Custom image with resources

Use a custom Docker image with specific resource allocation:

const workspace = new Workspace({
  sandbox: new DaytonaSandbox({
    image: 'node:20-slim',
    resources: { cpu: 2, memory: 4, disk: 6 },
    language: 'typescript',
  }),
})

Ephemeral sandbox

For one-shot tasks — sandbox is deleted immediately on stop:

const workspace = new Workspace({
  sandbox: new DaytonaSandbox({
    ephemeral: true,
    language: 'python',
  }),
})

Streaming output

Stream command output in real time via onStdout and onStderr callbacks:

await sandbox.executeCommand('bash', ['-c', 'for i in 1 2 3; do echo "line $i"; sleep 1; done'], {
  onStdout: chunk => process.stdout.write(chunk),
  onStderr: chunk => process.stderr.write(chunk),
})

Both callbacks are optional and can be used independently.

Reconnection

Reconnect to an existing sandbox by providing the same id.

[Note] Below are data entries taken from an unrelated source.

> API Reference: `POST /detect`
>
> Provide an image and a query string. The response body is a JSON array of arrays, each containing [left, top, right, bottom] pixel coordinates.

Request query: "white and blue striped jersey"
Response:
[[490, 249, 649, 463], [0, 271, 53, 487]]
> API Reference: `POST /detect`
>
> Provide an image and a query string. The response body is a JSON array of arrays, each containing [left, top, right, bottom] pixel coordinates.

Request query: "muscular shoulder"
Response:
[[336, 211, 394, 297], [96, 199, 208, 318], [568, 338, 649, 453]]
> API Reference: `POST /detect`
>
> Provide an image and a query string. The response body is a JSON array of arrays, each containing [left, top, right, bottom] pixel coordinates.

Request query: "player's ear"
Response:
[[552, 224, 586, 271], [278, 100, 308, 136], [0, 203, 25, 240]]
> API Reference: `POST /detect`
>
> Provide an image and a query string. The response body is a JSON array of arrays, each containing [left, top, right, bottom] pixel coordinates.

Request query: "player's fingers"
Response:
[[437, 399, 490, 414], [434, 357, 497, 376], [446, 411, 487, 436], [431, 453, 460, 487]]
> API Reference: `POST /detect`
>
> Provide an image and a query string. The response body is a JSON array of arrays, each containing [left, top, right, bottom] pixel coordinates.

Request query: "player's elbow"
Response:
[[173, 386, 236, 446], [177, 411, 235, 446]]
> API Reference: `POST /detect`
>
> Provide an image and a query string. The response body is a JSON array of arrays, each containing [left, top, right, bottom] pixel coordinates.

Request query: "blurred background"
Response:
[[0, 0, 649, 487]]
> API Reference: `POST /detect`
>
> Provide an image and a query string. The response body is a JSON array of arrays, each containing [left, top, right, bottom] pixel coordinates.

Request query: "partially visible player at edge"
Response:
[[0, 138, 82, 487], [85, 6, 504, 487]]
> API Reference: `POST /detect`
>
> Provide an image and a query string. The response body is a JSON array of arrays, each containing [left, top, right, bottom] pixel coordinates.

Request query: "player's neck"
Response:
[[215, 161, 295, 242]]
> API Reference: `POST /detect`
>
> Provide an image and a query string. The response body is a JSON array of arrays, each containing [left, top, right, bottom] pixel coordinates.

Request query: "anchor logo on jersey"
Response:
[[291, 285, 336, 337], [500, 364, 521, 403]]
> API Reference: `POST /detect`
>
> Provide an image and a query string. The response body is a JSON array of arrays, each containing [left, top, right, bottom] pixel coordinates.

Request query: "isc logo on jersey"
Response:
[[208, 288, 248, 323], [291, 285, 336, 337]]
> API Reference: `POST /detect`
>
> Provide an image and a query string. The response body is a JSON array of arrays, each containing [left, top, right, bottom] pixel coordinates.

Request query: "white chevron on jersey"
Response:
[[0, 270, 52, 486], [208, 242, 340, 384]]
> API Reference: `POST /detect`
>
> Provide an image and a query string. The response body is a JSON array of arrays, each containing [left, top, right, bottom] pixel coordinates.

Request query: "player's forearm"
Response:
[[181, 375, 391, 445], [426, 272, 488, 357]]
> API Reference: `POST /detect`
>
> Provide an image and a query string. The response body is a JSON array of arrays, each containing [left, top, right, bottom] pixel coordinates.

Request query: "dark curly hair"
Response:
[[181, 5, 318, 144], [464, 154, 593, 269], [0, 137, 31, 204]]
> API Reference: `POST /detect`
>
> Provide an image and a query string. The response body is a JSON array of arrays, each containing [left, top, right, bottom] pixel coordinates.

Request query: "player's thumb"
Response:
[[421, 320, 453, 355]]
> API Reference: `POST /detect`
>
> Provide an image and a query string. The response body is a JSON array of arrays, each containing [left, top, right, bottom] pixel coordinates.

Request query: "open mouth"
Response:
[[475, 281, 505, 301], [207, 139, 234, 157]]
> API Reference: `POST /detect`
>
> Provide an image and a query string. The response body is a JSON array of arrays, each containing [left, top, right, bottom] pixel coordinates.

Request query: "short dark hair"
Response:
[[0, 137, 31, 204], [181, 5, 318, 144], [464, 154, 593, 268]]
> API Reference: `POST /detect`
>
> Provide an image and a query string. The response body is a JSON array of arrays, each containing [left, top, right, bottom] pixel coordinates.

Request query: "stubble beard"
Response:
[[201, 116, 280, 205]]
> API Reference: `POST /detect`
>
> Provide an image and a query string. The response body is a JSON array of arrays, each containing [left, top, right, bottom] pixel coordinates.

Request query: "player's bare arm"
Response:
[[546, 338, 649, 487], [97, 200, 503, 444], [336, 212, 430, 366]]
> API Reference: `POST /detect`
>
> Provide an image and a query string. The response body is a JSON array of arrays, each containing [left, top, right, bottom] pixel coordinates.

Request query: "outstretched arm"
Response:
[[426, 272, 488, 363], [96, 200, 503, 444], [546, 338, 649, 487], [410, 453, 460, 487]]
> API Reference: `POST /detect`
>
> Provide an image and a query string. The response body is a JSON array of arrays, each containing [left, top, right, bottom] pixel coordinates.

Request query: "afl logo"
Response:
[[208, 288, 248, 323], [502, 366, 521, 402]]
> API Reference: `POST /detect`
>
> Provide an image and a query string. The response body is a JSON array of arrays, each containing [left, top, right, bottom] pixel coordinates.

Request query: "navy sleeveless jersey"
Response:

The sandbox resumes with its files and state intact:

const sandbox = new DaytonaSandbox({ id: 'my-persistent-sandbox' })

// First session
await sandbox._start()
await sandbox.executeCommand('sh', ['-c', 'echo "session 1" > /tmp/state.txt'])
await sandbox._stop()

// Later — reconnects to the same sandbox
const sandbox2 = new DaytonaSandbox({ id: 'my-persistent-sandbox' })
await sandbox2._start()
const result = await sandbox2.executeCommand('cat', ['/tmp/state.txt'])
console.log(result.stdout) // "session 1"

If the sandbox is in a stopped or archived state, it's restarted automatically. If it's in a dead state (destroyed, errored), a fresh sandbox is created instead.

Filesystem mounting

Mount S3 or GCS buckets as local directories inside the sandbox.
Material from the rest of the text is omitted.